23

Tia abrió la puerta antes de que Betsy Hill pudiera llamar y preguntó sin preámbulos:

– ¿Sabes dónde está Adam?

La pregunta sobresaltó a Betsy Hill. Abrió mucho los ojos y se paró. Vio la cara de Tia y sacudió la cabeza rápidamente.

– No -dijo-, no tengo ni idea.

– Entonces ¿a qué has venido?

Betsy Hill negó con la cabeza.

– ¿Adam ha desaparecido?

– Sí.

La cara de Betsy palideció. Tia sólo podía imaginar el horrible recuerdo que aquello le evocaba. ¿No había ya pensado Tia en lo parecido que era todo aquello a lo que le había ocurrido a Spencer?

– ¿Tia?

– Sí.

– ¿Habéis mirado en la azotea del instituto?

Donde hallaron a Spencer.

No hubo más palabras ni discusiones. Tia gritó a Jill que volvía enseguida -Jill pronto sería lo bastante mayor para dejarla sola a ratos y no se podía evitar- y entonces ambas mujeres corrieron hacia el coche de Betsy Hill.

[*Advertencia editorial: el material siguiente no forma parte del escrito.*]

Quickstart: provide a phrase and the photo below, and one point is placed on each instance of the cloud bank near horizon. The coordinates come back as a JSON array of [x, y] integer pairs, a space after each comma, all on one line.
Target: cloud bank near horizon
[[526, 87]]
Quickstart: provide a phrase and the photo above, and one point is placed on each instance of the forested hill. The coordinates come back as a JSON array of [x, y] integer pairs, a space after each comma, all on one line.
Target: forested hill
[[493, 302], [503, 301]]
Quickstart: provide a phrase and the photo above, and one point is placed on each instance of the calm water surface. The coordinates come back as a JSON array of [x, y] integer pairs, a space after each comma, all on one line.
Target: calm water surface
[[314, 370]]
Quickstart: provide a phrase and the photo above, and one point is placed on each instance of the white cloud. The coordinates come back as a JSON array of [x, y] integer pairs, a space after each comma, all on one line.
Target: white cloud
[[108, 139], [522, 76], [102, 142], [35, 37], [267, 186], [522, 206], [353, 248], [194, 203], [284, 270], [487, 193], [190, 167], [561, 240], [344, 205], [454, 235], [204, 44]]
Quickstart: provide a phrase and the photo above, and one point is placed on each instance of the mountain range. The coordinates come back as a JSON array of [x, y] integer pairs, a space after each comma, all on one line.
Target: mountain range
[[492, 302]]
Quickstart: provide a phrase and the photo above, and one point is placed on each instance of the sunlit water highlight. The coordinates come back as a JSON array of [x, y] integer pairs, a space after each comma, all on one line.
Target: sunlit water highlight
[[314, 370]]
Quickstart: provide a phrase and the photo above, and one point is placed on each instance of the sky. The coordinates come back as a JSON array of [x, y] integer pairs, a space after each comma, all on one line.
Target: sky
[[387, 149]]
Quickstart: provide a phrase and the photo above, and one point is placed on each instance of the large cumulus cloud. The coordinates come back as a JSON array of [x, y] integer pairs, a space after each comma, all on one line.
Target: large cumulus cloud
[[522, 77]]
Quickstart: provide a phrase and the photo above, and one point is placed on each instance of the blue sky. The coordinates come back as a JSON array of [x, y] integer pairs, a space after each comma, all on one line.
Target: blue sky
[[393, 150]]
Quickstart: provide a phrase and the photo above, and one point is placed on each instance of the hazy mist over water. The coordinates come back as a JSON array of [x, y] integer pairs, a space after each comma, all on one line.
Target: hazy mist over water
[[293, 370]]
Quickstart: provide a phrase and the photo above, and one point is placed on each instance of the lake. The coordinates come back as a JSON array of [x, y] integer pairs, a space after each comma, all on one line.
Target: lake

Condujo Betsy. Tia estaba paralizada en el asiento del pasajero. Habían avanzado un par de calles cuando Betsy dijo:

– Ayer hablé con Adam.

Tia oyó las palabras, pero no las comprendió realmente.

– ¿Qué?

– ¿Sabes el recordatorio que crearon para Spencer en MySpace?

Tia intentó despejar la niebla y prestar atención. El recordatorio en MySpace. Recordaba que le habían hablado de él hacía meses.

– Sí.

– Había una foto nueva colgada.

– No comprendo.

– Se tomó justo antes de que Spencer muriera.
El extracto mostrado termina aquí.